Placebos are an important methodological tool in medical research. Common placebos include inert tablets (like sugar pills), vehicle infusions, sham surgery, and other procedures based on false information. There is also some evidence that patients who know they are receiving a placebo still report subjective improvement in their condition if they are told that the placebo can make them feel better. It has further been observed that use of therapies about which patients are unaware may generally be less effective than using ones that patients are informed about, regardless of whether or not a placebo is involved.

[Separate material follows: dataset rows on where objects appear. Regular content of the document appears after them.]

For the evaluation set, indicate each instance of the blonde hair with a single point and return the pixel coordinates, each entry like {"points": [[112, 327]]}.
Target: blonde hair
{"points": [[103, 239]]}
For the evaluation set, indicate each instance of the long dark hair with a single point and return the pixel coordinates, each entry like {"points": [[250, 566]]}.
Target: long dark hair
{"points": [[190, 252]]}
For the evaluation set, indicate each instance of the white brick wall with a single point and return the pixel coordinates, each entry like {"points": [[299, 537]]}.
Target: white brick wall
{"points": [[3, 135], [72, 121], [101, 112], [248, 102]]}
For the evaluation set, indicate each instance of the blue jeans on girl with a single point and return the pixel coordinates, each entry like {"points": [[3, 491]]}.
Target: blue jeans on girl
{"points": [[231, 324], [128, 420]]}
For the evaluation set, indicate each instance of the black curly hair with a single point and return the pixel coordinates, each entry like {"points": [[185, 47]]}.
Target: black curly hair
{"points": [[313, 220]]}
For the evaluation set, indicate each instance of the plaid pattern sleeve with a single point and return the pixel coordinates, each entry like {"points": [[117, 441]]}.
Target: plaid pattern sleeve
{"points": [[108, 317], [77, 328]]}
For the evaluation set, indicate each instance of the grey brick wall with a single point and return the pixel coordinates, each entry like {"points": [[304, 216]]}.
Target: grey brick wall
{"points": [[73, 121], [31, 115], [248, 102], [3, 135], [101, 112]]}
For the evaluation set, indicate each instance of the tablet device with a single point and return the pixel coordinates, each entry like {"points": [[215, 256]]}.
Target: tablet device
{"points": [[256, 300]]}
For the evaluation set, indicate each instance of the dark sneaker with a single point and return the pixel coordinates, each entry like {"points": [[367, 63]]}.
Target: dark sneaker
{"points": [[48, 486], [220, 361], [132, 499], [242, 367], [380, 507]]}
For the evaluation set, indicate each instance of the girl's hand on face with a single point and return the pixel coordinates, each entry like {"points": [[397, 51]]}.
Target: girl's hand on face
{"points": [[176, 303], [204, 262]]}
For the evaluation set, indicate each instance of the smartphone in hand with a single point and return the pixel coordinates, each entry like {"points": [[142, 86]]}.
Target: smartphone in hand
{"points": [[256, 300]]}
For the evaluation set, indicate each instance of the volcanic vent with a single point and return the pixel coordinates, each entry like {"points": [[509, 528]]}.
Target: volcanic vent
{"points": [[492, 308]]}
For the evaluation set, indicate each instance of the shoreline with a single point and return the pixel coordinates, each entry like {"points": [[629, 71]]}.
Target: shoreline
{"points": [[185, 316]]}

Placebo effects are the subject of scientific research aiming to understand underlying neurobiological mechanisms of action in pain relief, immunosuppression, Parkinson's disease and depression. Brain imaging techniques done by Emeran Mayer, Johanna Jarco and Matt Lieberman showed that placebo can have real, measurable effects on physiological changes in the brain. Placebos can produce some objective physiological changes, such as changes in heart rate, blood pressure, and chemical activity in the brain, in cases involving pain, depression, anxiety, fatigue, and some symptoms of Parkinson’s. In other cases, like asthma, the effect is purely subjective, when the patient reports improvement despite no objective change in the underlying condition.
The placebo effect is a pervasive phenomenon; in fact, it is part of the response to any active medical intervention. The placebo effect points to the importance of perception and the brain's role in physical health. The use of placebos as treatment in clinical medicine (as opposed to laboratory research) is ethically problematic as it introduces deception and dishonesty into the doctor-patient relationship. The United Kingdom Parliamentary Committee on Science and Technology has stated that: "...prescribing placebos... usually relies on some degree of patient deception" and "prescribing pure placebos is bad medicine. Their effect is unreliable and unpredictable and cannot form the sole basis of any treatment on the NHS."